A finite element elasticity complex on tetrahedral meshes is devised. The $H^1$ conforming finite element is the smooth finite element developed by Neilan for the velocity field in a discrete Stokes complex. The symmetric div-conforming finite element is the Hu-Zhang element for stress tensors. The construction of an $H(\textrm{inc})$-conforming finite element for symmetric tensors is the main focus of this paper. The key tools of the construction are the decomposition of polynomial tensor spaces and the characterization of the trace of the $\textrm{inc}$ operator. The polynomial elasticity complex and Koszul elasticity complex are created to derive the decomposition of polynomial tensor spaces. The trace of the $\textrm{inc}$ operator is induced from a Green's identity. Trace complexes and bubble complexes are also derived to facilitate the construction. Our construction appears to be the first $H(\textrm{inc})$-conforming finite elements on tetrahedral meshes without further splits.
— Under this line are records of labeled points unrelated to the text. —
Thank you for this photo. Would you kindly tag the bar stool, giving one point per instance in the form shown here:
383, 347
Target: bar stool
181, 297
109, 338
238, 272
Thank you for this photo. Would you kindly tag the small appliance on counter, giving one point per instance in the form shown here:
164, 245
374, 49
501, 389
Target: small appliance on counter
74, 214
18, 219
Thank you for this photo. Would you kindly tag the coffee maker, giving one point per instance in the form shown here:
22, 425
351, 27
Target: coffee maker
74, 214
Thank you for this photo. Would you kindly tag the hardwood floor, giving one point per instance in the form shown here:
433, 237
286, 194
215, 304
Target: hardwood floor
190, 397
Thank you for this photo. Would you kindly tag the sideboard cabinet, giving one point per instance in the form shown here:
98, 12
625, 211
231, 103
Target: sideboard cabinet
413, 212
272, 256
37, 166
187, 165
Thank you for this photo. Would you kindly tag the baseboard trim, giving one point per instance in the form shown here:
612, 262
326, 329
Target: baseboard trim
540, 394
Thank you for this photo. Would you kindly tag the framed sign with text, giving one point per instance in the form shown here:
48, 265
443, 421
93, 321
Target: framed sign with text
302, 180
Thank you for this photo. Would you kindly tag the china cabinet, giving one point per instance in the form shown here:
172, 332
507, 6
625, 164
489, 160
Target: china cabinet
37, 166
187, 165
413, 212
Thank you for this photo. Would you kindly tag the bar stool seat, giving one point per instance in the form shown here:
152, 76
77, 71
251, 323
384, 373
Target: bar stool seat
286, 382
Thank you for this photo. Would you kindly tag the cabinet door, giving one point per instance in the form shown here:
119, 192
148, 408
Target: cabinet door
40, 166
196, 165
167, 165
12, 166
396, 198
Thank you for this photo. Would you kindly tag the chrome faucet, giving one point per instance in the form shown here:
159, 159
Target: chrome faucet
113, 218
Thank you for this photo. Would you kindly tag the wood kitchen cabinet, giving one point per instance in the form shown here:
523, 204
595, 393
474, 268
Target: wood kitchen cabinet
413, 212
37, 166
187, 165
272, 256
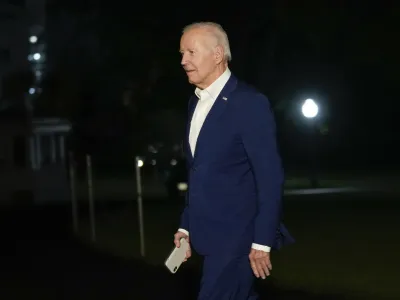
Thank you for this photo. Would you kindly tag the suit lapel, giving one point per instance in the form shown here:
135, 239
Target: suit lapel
216, 111
191, 107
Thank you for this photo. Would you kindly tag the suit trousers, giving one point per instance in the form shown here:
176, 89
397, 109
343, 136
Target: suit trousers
227, 277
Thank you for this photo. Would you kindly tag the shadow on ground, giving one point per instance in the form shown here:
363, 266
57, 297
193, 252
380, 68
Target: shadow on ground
41, 260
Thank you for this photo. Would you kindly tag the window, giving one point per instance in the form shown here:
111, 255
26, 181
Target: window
19, 151
4, 55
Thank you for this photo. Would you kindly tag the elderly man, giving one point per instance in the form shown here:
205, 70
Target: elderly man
233, 204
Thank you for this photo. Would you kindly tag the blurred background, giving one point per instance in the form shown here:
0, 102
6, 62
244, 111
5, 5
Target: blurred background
93, 104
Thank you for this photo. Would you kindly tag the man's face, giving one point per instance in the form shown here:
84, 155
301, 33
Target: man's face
198, 57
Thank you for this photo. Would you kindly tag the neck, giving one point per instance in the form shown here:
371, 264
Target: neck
219, 70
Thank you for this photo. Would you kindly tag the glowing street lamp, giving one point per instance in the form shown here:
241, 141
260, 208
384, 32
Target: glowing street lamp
309, 109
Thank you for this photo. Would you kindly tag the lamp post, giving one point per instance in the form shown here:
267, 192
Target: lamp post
310, 111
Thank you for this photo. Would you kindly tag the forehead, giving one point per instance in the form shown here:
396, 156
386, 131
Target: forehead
195, 38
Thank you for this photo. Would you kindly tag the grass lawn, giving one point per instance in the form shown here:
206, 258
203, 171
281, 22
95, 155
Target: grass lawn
346, 244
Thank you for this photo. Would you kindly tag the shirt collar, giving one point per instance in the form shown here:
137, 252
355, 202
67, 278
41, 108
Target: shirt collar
215, 88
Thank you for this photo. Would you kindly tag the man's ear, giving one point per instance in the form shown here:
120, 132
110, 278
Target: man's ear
219, 54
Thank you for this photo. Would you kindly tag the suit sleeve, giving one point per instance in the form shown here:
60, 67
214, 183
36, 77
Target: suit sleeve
259, 139
184, 224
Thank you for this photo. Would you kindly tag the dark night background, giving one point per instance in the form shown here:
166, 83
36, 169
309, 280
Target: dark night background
340, 53
103, 78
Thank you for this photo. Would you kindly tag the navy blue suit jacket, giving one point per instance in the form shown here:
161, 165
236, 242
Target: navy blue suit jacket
235, 176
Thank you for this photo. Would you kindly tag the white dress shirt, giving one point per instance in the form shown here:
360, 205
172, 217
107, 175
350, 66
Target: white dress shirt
207, 98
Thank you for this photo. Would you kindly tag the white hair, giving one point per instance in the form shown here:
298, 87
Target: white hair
217, 31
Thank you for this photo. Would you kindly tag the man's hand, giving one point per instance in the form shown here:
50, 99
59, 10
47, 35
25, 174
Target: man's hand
260, 263
177, 242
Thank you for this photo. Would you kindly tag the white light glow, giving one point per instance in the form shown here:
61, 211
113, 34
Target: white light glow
33, 39
36, 56
309, 109
140, 163
182, 186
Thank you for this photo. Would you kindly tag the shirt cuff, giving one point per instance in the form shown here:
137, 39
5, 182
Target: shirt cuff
261, 247
184, 231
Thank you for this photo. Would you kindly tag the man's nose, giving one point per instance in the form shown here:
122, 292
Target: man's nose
183, 60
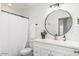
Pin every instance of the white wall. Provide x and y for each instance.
(38, 14)
(13, 32)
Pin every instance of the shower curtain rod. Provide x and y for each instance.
(14, 14)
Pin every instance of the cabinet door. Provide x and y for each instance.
(45, 52)
(55, 53)
(36, 51)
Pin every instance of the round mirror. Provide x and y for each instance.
(58, 22)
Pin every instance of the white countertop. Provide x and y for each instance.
(69, 44)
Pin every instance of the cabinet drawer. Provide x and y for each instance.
(55, 53)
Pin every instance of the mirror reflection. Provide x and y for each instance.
(58, 22)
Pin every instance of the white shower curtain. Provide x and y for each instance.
(13, 34)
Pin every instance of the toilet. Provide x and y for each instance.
(26, 52)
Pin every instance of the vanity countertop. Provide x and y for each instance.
(69, 44)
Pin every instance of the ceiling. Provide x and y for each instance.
(21, 6)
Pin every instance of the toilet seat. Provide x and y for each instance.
(26, 51)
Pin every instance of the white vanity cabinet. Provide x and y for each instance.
(41, 48)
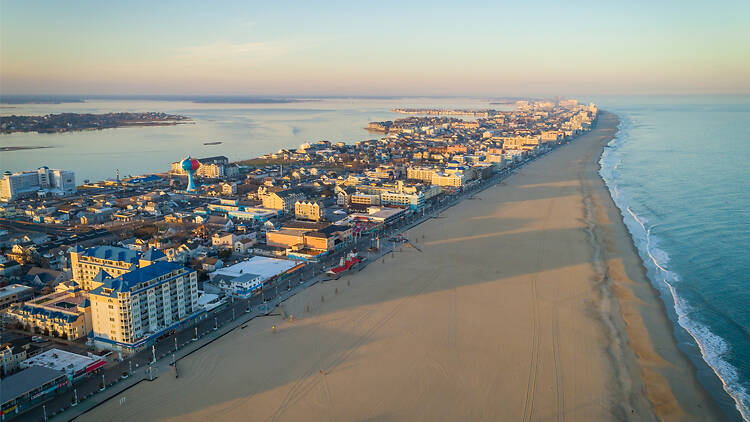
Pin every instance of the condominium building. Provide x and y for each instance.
(132, 309)
(39, 182)
(308, 210)
(14, 293)
(65, 313)
(88, 263)
(281, 200)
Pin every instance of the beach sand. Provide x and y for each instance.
(528, 302)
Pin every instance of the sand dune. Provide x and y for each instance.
(507, 314)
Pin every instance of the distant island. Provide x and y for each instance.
(38, 99)
(68, 122)
(447, 112)
(22, 147)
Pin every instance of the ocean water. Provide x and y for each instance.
(679, 170)
(245, 130)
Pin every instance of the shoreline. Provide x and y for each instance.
(577, 330)
(668, 377)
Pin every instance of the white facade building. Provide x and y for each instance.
(42, 181)
(135, 307)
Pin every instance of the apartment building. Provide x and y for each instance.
(281, 200)
(42, 181)
(308, 210)
(65, 313)
(131, 309)
(88, 263)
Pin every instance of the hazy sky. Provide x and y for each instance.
(375, 47)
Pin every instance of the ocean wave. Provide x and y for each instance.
(712, 347)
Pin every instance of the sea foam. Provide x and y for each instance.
(712, 347)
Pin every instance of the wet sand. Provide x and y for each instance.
(528, 302)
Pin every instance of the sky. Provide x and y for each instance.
(353, 47)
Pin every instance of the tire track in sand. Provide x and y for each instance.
(528, 405)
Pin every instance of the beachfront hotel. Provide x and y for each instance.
(41, 182)
(131, 309)
(66, 313)
(87, 264)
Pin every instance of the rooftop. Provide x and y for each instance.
(14, 289)
(112, 253)
(61, 360)
(129, 280)
(260, 265)
(27, 380)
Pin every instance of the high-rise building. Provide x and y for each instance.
(132, 309)
(42, 181)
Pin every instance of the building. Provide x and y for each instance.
(87, 263)
(65, 313)
(229, 188)
(73, 365)
(27, 388)
(379, 215)
(14, 293)
(247, 277)
(43, 181)
(218, 160)
(134, 308)
(448, 179)
(308, 210)
(13, 351)
(282, 200)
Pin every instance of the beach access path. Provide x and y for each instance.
(524, 302)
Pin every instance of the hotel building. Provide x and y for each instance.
(65, 313)
(131, 309)
(87, 263)
(29, 183)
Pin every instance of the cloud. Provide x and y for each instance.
(221, 51)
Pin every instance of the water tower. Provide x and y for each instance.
(190, 165)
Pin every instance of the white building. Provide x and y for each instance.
(134, 308)
(247, 277)
(40, 182)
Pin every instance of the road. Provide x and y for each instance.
(270, 296)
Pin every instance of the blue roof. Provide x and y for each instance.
(129, 280)
(113, 253)
(153, 254)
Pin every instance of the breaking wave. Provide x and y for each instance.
(712, 347)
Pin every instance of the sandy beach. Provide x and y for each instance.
(527, 302)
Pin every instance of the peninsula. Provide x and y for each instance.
(68, 122)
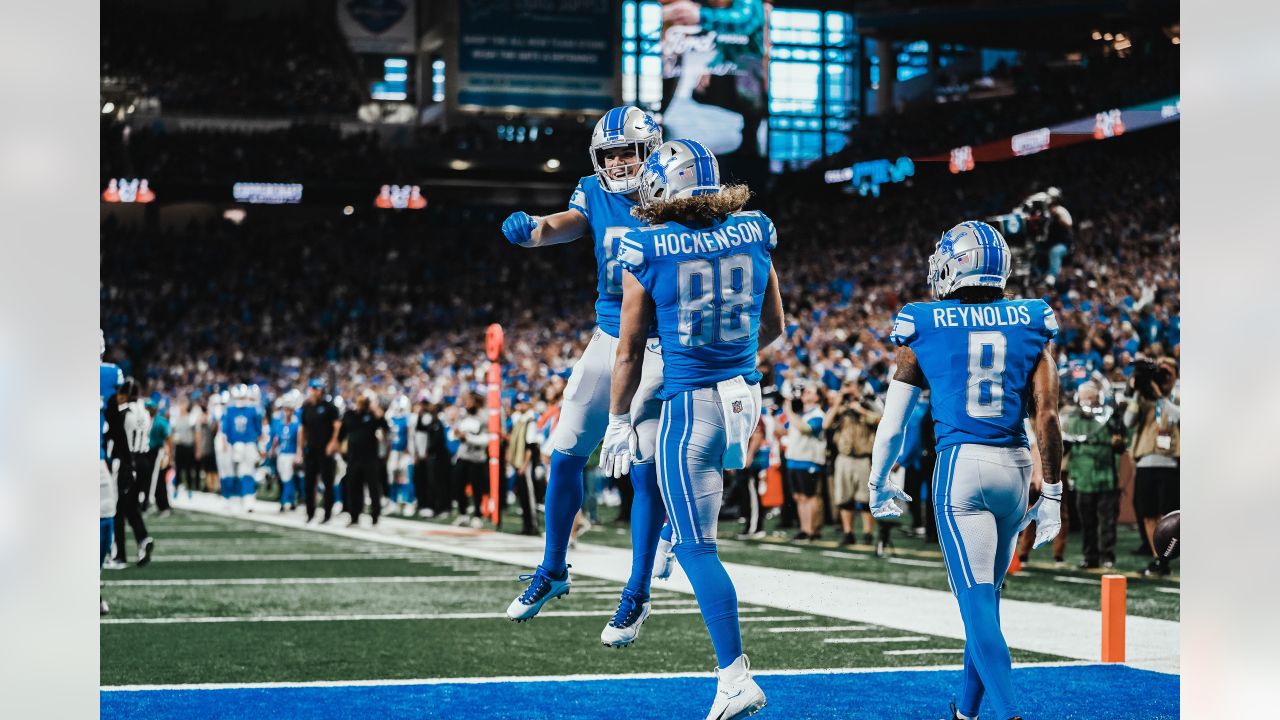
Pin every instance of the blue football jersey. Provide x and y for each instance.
(609, 214)
(287, 434)
(109, 377)
(242, 424)
(978, 361)
(400, 433)
(708, 290)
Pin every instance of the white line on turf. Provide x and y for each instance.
(897, 639)
(845, 555)
(1077, 580)
(352, 580)
(822, 629)
(557, 678)
(914, 563)
(388, 616)
(292, 557)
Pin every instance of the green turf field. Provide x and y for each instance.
(229, 600)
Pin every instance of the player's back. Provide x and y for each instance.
(978, 361)
(708, 290)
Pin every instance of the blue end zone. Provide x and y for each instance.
(1111, 692)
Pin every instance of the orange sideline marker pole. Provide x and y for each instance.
(1112, 618)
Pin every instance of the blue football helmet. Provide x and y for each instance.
(972, 254)
(680, 168)
(622, 127)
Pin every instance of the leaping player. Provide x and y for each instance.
(600, 209)
(987, 364)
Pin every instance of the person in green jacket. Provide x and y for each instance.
(1093, 436)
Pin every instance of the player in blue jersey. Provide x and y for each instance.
(284, 447)
(398, 456)
(599, 209)
(242, 424)
(988, 367)
(703, 269)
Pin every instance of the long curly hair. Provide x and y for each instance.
(698, 210)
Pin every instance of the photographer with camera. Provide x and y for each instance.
(1093, 440)
(854, 414)
(807, 458)
(1155, 445)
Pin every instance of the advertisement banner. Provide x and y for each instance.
(543, 54)
(714, 73)
(378, 26)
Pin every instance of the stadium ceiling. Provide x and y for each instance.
(1024, 24)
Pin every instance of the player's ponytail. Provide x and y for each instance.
(698, 210)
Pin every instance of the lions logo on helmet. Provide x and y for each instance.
(624, 127)
(680, 168)
(972, 254)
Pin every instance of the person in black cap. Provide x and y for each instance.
(360, 427)
(318, 441)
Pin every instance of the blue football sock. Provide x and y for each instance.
(563, 501)
(986, 651)
(647, 516)
(716, 598)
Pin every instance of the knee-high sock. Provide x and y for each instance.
(563, 501)
(986, 650)
(972, 691)
(647, 516)
(716, 598)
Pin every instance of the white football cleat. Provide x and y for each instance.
(625, 627)
(542, 589)
(736, 693)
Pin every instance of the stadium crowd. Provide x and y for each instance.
(371, 302)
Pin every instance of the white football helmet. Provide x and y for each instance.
(680, 168)
(401, 406)
(972, 254)
(621, 127)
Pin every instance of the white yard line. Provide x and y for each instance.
(393, 616)
(581, 678)
(351, 580)
(1074, 633)
(895, 639)
(823, 629)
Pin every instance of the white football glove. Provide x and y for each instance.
(1046, 513)
(620, 446)
(883, 493)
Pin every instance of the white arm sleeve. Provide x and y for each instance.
(899, 404)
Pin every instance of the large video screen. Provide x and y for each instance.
(714, 74)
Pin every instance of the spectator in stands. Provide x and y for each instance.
(1093, 436)
(1156, 441)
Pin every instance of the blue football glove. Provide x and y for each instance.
(519, 228)
(883, 493)
(1046, 513)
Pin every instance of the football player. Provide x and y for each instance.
(284, 446)
(242, 424)
(988, 365)
(704, 270)
(398, 458)
(600, 209)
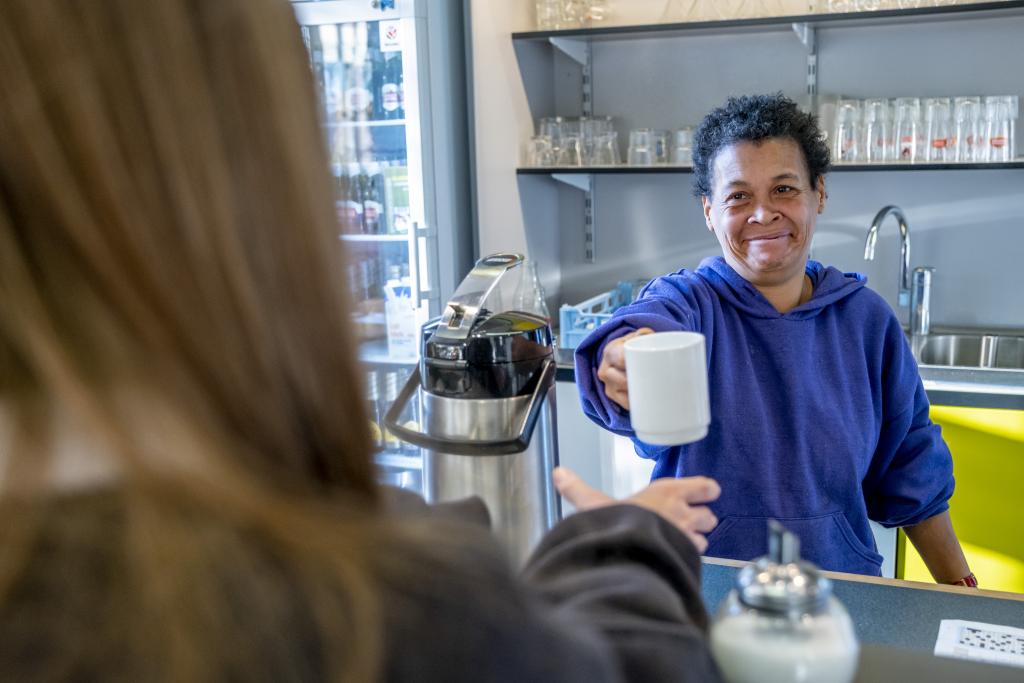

翻译：设计了四面环形外壳的有限元素弹性综合体。 $H $1 符合的有限元素是Nelan在离散的斯托克斯复合体中为速度场开发的平滑的有限元素。 对称的 div- 相容性元素是用于应力加压器的Hu- Zhang 元素。 建造一个 $H (\ textrm{inc}) 的对称的对称质元素是本文的主要焦点。 构造中的关键工具是多元感应空间的分解和对 $\ textrm{ inc} 操作器的追踪的定性。 多元感弹性复合和 Koszul 弹性复合元素的创建是为了得出多元性抗震力空间的分解。 $( textrm{ inc} 操作器的痕迹来自绿色的特性。 跟踪复合体和泡泡复合体也用来促进构造。 我们的构造似乎是第一个没有进一步裂变制的基质成的 $H( textrmrm) 。